ああいった場所はおそらく「効率重視」のデザインなんじゃないかと思うのだ。おそらくターゲットがサラリーマンだから短時間で食事を済ませることに特化されている。仕事の休憩や出社前にスピーディーに出されたコーヒーと食事を食べ、スマホでニュースを見ながら喫煙室でタバコを一服、こんなイメージだ。実際、こういうお客さんは多いように見受けられた。
そして店側も回転率を上げることで利益を上げるという目的に特化した結果こういった場所になったんじゃないのかと思っている。
これはカフェに限った話ではなく、目的がまずあった上でそれに最適な形で無駄なく場が整えられている。そんな気がするだけかもしれないけど。これは悪いことではないし、むしろスムーズなサービスや体験の提供ができるから良い側面もある。ただ全てにおいて無駄がない生活を提供されたら耐えられないはず。四六時中、自分の頭で考えた目的のみを追い続けるのはストイックがすぎる。

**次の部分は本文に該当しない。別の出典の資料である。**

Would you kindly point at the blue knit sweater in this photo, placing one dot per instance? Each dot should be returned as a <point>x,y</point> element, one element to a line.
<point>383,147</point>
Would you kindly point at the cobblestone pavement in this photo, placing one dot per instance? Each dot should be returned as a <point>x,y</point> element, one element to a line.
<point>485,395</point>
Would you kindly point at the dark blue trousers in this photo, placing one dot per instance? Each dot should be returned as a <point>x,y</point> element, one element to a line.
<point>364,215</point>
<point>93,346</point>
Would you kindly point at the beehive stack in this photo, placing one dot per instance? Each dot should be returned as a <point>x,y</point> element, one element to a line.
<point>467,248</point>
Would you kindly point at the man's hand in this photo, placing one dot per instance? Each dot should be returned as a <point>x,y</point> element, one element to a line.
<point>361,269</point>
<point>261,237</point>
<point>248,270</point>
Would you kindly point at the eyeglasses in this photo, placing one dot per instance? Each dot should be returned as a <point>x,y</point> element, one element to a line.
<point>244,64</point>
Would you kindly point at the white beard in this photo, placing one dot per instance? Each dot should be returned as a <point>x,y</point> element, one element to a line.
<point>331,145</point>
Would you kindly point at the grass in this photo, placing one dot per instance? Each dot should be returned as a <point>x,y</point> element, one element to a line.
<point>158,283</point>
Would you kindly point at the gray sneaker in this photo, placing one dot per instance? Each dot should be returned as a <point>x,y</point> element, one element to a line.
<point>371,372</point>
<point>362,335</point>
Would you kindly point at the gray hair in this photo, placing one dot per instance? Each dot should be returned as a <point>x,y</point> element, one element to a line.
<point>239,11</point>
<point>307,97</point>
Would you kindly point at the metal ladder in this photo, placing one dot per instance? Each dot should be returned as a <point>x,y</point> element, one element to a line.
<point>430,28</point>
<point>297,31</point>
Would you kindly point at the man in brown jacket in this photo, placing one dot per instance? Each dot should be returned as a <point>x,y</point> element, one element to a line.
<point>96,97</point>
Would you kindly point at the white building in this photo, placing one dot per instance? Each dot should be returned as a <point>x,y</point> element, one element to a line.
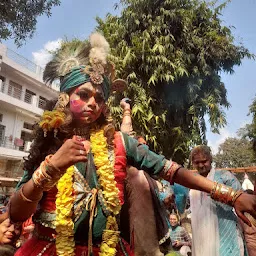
<point>22,97</point>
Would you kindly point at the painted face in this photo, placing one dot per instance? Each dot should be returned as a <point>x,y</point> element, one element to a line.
<point>142,141</point>
<point>9,232</point>
<point>87,102</point>
<point>173,220</point>
<point>202,163</point>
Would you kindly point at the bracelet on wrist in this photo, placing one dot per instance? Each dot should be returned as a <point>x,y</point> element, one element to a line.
<point>224,194</point>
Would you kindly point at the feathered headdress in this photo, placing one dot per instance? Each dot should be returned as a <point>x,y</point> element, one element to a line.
<point>78,62</point>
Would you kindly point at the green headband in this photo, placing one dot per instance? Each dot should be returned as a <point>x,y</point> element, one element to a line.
<point>77,76</point>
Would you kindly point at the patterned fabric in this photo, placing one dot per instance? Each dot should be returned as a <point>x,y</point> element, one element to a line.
<point>78,76</point>
<point>179,233</point>
<point>127,151</point>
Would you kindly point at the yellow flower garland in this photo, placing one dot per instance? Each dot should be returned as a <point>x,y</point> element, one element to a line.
<point>110,191</point>
<point>65,244</point>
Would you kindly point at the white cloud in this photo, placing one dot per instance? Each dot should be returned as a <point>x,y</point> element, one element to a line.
<point>42,56</point>
<point>217,139</point>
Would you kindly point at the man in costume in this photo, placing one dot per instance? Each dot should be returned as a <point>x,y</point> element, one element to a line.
<point>75,172</point>
<point>215,227</point>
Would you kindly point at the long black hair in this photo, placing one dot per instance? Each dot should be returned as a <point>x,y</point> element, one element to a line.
<point>43,146</point>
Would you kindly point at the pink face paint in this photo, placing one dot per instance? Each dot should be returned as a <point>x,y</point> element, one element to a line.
<point>76,106</point>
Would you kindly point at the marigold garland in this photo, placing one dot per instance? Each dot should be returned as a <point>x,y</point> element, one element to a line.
<point>65,244</point>
<point>106,179</point>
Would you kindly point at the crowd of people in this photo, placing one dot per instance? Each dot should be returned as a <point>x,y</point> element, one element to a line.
<point>95,191</point>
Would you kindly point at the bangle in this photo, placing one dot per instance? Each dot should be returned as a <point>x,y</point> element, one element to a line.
<point>25,199</point>
<point>236,195</point>
<point>50,164</point>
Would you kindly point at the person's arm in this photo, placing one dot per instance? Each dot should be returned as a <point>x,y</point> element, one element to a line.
<point>24,202</point>
<point>187,238</point>
<point>126,126</point>
<point>142,158</point>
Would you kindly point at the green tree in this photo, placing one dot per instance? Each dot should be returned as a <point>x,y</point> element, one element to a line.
<point>249,130</point>
<point>233,153</point>
<point>18,17</point>
<point>172,53</point>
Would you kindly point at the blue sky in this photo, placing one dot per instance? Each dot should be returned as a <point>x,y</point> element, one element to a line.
<point>77,19</point>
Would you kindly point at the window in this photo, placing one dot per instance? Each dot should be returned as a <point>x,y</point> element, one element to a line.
<point>2,80</point>
<point>15,90</point>
<point>42,102</point>
<point>2,134</point>
<point>28,96</point>
<point>28,126</point>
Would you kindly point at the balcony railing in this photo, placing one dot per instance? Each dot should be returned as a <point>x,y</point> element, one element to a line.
<point>29,65</point>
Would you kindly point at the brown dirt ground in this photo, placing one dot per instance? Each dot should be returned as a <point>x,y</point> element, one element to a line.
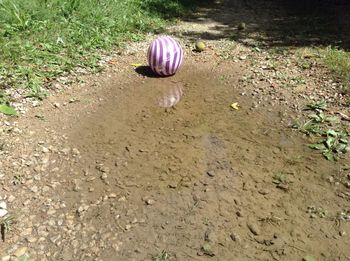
<point>130,179</point>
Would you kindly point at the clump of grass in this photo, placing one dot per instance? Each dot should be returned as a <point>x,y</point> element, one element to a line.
<point>338,62</point>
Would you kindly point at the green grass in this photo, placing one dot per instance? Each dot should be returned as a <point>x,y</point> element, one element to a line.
<point>42,39</point>
<point>338,62</point>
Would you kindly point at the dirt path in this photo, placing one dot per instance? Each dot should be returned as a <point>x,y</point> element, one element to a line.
<point>101,172</point>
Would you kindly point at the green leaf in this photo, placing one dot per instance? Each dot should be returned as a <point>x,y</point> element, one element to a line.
<point>330,142</point>
<point>8,110</point>
<point>342,148</point>
<point>332,133</point>
<point>328,155</point>
<point>317,146</point>
<point>309,258</point>
<point>22,258</point>
<point>206,248</point>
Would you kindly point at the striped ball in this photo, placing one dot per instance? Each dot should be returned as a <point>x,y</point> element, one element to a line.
<point>165,56</point>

だから目的のない「余白」が必要だと思うのだ。なにやってもいい、人と交流しててもいいし、しなくてもいい。そういう意味で今回紹介されていた。パリのカフェはいい場所だと思った。個人でくつろぎやすいように席が離れているフロアがあったり、逆にカウンターで知らない人と話していてもいい。

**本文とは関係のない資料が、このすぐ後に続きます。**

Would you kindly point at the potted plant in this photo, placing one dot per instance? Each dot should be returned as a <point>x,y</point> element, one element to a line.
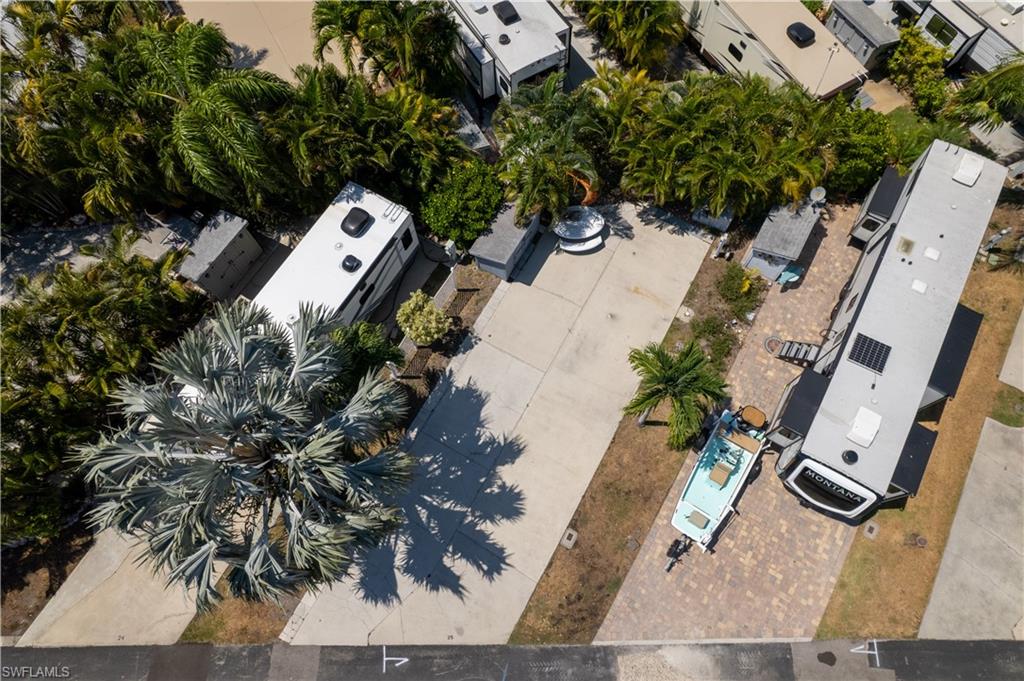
<point>421,320</point>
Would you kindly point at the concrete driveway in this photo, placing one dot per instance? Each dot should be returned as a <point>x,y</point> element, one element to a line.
<point>978,592</point>
<point>509,441</point>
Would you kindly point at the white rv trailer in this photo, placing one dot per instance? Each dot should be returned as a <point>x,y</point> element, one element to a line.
<point>349,260</point>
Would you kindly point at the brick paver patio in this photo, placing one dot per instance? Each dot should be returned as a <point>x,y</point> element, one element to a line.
<point>775,564</point>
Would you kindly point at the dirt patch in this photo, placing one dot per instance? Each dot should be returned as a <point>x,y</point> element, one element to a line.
<point>32,573</point>
<point>473,289</point>
<point>886,582</point>
<point>579,586</point>
<point>621,504</point>
<point>237,622</point>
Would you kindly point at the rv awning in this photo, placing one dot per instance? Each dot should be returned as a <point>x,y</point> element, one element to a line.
<point>954,351</point>
<point>913,460</point>
<point>887,194</point>
<point>804,401</point>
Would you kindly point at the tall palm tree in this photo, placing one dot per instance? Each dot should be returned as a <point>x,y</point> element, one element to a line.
<point>640,32</point>
<point>214,133</point>
<point>400,41</point>
<point>686,379</point>
<point>991,98</point>
<point>544,162</point>
<point>238,456</point>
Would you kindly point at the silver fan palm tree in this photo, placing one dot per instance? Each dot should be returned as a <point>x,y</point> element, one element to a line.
<point>246,455</point>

さらにもしかしたら、新しいものに出会えるかもしれない。例えば、僕は先月、南池袋公園ののNest marcheに行ってきたのだが、そこでお茶をテーマに地域活性を目指す「井の頭千人茶会」の存在を初めて知って、主催者の高橋さん、溝上さんとお話し、ボランティアとしてイベントに参加した。
普段の仕事の生活、もしかしたら家庭でも合目的になっているため、その目的に合っていない情報や人と出会う機会はゼロではないにしろ少ないよなぁと思う。
一人でくつろぐにしろ、交流ををするにせよ、友人と話すにせよ、コーヒーさえ頼んでしまえばどのように過ごしてもいい空間、目的を持たない「余白」の空間。近所にほしい。
都内でもオープンスペースとして団体向けに自由につかっていい場所はあるが、個人でそのような場所はあるのだろうか。調べてみて行ってみるのも面白いかも知らない。